Lay down a long piece of rubber hose that matches the intended shape of the garden. Take sidewalk chalk and outline this shape on the ground. Dig down with your spade shovel 8 to 14 inches, creating a continuous 8- to 14-inch-wide shelf around the inside of your pond shape. Set aside any cut sod. Use the square-point shovel with its straight bottom edge to flatten your shelf, and the bubble level to help you eliminate slopes. Because containers will rest on this shelf, it must be level.
Dig out the rest of the garden to a depth of 14 to 31 inches. If you plan to stock the pond with fish, then dig to at least 24 inches. Keep the slope to the shelf steep, at about 60 degrees.
Measure the depth of the pond to determine the size of the rubber liner. Add the length of the pond to twice the depth, then add 2 feet to adjust for the sloping sides. Repeat this for the width of the pond. Use these two measurements as the length and width of your rubber liner.
Unroll the rubber liner into the hole halfway and then center it just like you would lay a pie crust in a pan before unrolling it completely.
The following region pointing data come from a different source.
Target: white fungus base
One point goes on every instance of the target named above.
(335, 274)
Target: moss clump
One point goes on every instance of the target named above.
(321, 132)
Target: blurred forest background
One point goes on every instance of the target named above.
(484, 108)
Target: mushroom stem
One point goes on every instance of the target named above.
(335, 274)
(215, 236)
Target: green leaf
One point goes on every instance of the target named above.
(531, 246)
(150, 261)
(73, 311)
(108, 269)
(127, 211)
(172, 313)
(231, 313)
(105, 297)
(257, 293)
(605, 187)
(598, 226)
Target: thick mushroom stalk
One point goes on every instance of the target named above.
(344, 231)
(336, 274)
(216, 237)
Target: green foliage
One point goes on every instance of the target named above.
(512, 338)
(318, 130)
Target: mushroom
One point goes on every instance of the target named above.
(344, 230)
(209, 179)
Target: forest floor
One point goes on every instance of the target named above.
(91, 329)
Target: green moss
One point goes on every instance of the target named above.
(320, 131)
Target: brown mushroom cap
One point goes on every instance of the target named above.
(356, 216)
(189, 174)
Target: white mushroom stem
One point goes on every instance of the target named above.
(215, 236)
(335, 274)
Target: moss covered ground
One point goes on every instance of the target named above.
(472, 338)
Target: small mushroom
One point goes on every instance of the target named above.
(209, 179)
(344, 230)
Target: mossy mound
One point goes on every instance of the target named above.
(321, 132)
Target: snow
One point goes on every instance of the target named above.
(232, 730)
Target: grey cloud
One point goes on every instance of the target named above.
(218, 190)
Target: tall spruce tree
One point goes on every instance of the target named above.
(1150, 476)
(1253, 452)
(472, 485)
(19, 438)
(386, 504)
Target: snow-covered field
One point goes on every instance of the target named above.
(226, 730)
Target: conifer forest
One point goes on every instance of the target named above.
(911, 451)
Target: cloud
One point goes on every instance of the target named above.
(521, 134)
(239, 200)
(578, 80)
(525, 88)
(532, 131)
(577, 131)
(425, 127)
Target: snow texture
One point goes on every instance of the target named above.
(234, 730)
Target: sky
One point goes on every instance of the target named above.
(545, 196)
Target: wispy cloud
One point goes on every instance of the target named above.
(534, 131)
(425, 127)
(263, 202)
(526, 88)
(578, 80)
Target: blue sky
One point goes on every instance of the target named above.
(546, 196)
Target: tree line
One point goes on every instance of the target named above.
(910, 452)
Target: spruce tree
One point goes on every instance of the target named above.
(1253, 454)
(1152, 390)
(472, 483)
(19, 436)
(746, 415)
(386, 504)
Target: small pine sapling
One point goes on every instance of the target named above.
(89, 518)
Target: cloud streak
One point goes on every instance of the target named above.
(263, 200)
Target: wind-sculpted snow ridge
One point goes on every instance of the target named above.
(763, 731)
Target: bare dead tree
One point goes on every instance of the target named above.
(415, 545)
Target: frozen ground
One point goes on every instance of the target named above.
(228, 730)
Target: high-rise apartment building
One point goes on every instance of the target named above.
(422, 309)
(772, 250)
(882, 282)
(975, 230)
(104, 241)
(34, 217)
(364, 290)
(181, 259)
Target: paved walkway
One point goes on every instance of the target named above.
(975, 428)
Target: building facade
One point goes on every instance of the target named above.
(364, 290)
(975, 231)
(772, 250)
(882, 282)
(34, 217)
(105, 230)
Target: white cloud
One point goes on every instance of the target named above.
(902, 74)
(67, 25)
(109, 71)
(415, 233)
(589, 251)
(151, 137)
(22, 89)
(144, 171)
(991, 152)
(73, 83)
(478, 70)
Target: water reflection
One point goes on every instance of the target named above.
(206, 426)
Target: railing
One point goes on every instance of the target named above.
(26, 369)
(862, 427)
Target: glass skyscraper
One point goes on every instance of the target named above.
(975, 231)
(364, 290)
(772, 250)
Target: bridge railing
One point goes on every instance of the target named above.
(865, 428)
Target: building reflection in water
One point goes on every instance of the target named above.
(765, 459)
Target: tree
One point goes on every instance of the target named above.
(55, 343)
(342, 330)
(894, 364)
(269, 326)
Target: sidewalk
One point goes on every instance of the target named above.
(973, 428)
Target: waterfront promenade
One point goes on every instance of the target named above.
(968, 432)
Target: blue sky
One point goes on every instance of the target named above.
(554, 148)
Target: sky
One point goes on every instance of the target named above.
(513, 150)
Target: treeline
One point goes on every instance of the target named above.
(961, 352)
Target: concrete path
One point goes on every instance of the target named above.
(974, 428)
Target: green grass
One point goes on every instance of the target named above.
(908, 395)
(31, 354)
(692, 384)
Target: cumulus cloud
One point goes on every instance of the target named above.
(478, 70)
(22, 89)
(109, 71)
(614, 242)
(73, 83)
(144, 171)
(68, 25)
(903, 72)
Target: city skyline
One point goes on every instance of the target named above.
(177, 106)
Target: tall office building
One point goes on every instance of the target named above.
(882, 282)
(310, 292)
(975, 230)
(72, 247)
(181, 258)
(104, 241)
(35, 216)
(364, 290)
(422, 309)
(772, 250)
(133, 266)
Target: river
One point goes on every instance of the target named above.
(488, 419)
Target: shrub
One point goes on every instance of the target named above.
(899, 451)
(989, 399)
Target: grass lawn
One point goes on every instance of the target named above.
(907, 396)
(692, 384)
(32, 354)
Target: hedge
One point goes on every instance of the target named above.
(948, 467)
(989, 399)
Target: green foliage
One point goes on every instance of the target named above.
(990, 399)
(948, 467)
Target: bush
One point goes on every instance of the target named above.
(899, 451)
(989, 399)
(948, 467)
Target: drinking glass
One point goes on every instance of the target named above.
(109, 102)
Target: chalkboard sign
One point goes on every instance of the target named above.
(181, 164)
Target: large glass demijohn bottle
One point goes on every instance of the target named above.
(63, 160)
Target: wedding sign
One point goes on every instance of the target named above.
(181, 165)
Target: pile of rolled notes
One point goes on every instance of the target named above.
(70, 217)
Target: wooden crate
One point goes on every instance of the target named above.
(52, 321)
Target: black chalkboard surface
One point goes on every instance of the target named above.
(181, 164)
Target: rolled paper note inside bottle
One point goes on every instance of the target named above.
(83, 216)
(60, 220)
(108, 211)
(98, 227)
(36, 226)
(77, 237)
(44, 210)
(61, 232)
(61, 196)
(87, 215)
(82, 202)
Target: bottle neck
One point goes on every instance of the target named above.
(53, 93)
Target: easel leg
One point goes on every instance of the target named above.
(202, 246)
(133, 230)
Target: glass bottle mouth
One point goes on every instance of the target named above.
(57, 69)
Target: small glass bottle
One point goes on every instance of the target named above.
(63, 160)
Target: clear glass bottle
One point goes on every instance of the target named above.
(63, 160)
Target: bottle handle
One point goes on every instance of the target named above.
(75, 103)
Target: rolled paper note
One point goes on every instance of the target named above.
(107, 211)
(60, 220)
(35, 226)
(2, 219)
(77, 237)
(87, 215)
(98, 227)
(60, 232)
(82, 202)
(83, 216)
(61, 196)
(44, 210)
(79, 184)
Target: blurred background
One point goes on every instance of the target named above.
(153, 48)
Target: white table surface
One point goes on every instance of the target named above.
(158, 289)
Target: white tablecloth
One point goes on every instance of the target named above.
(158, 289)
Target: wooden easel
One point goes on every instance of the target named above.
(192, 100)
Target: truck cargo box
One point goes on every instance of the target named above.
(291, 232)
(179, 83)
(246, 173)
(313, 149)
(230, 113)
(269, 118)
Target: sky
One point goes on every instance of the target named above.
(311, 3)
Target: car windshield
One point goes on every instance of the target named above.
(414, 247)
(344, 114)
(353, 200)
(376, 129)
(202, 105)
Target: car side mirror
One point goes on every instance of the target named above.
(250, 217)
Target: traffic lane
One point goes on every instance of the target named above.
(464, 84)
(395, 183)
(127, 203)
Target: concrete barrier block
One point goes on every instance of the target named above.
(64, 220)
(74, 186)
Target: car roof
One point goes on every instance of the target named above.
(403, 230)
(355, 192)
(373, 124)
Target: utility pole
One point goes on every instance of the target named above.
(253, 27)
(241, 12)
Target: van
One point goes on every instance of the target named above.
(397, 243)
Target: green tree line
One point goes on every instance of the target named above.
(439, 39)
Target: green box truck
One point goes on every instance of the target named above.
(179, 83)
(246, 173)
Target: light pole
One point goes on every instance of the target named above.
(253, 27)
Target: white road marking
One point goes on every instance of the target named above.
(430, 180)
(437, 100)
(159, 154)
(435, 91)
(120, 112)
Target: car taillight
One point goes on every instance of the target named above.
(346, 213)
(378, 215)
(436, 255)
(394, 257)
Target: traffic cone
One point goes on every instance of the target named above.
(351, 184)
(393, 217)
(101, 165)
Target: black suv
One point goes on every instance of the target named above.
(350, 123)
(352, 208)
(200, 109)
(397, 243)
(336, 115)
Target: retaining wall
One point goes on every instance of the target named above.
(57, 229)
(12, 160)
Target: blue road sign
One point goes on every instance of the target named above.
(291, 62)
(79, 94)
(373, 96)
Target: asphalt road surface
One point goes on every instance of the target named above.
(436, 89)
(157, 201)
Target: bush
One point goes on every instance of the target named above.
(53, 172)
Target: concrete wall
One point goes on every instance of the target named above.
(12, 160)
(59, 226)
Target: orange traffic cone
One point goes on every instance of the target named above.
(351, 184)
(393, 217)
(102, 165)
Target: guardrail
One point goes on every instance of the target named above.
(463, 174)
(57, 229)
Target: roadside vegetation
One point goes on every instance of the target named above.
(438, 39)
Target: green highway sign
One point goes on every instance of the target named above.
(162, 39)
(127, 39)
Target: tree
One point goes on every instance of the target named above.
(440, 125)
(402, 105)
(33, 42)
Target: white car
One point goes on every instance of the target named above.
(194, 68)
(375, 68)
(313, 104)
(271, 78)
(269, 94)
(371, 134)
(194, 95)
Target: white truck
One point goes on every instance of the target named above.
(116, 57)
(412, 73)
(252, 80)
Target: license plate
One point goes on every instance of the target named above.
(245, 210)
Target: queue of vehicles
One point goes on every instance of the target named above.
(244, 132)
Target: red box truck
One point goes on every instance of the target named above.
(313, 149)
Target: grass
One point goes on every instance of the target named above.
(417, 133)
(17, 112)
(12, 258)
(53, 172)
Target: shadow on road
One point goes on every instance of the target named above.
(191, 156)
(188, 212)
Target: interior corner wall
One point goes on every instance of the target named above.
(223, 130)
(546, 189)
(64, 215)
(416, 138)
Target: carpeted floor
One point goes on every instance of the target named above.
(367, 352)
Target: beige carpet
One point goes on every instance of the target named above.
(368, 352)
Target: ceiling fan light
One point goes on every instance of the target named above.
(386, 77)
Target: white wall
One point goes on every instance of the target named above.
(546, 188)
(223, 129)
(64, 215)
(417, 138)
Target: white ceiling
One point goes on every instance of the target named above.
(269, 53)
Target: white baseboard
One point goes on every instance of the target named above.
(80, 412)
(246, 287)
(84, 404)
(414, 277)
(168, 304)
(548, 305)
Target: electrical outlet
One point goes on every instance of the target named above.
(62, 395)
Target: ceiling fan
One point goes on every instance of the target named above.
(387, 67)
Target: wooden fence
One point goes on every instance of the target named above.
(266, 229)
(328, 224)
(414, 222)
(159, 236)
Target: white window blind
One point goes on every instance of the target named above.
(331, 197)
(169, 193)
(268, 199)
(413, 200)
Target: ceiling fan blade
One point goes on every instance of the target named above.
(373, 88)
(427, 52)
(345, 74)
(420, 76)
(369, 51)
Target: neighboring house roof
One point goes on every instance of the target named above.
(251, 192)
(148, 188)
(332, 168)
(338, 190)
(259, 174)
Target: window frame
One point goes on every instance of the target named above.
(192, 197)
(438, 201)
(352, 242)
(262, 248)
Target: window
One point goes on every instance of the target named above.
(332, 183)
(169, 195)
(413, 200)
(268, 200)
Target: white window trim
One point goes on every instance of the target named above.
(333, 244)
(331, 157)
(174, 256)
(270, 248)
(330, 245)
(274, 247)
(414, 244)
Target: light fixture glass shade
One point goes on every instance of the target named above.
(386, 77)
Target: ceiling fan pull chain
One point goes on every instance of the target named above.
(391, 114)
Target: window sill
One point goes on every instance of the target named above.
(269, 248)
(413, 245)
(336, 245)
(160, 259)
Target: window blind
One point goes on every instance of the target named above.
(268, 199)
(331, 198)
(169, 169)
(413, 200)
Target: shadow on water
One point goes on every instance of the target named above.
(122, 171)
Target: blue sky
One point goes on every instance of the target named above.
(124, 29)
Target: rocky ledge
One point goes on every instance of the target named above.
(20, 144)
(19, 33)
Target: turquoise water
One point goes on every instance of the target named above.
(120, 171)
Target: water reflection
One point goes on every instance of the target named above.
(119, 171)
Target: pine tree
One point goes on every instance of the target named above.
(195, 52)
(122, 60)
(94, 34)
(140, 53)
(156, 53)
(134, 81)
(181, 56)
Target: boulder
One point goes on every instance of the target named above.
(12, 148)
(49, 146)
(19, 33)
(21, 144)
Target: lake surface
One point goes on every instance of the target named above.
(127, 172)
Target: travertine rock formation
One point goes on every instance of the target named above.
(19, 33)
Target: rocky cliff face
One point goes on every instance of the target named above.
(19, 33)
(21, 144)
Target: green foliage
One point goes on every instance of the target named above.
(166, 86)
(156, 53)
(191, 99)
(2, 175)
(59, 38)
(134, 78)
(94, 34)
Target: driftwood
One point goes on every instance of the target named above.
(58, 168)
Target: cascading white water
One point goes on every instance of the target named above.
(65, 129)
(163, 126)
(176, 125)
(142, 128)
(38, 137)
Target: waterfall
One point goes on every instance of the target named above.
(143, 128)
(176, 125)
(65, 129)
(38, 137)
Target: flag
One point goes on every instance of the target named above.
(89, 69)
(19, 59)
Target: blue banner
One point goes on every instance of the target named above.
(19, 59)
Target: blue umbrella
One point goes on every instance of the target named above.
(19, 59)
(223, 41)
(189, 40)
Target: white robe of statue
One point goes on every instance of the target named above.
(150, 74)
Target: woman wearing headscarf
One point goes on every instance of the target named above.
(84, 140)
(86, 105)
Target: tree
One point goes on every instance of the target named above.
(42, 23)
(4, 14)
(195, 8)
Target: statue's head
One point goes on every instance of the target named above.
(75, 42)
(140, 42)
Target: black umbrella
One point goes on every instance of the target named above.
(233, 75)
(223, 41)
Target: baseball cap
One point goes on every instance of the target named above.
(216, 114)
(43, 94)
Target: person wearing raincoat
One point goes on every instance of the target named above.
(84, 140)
Smooth out most of the major wrinkles. Fill the hole with water. Hammer spikes in the liner's edge to lay it flat. Cut off excess rubber liner.
Place a fiberglass tank on the ground at one of the pond's ends. Fill it halfway with gravel to act as a biological filter. Place the water pump hose in the tank. Place coping stones above and around the tank to hide it. Also place a coping stone in front of the tank so that as water runs out, it creates a waterfall into the pond. Coping is a term used to describe a stone that caps or covers the edge of some structure.
Place coping stones flat around the edge of your pond, letting them hang slightly over the edge. Use your overturned sod pieces to anchor these coping stones into place. Remove all spikes from the rubber liner. Place your water pump inside the pool and turn it on. Wait one or two days for the water temperature to reach the air temperature before adding any plants.
Add water lilies and lotus plants in pots to your pool. Put in only enough plants to cover 35 percent to 45 percent of the garden's area. Add shorter plants in containers onto the shelf of your water garden. Create splashes of white, red and orange with pots of annual impatiens combined with bright yellow from pots of perennial marsh marigolds.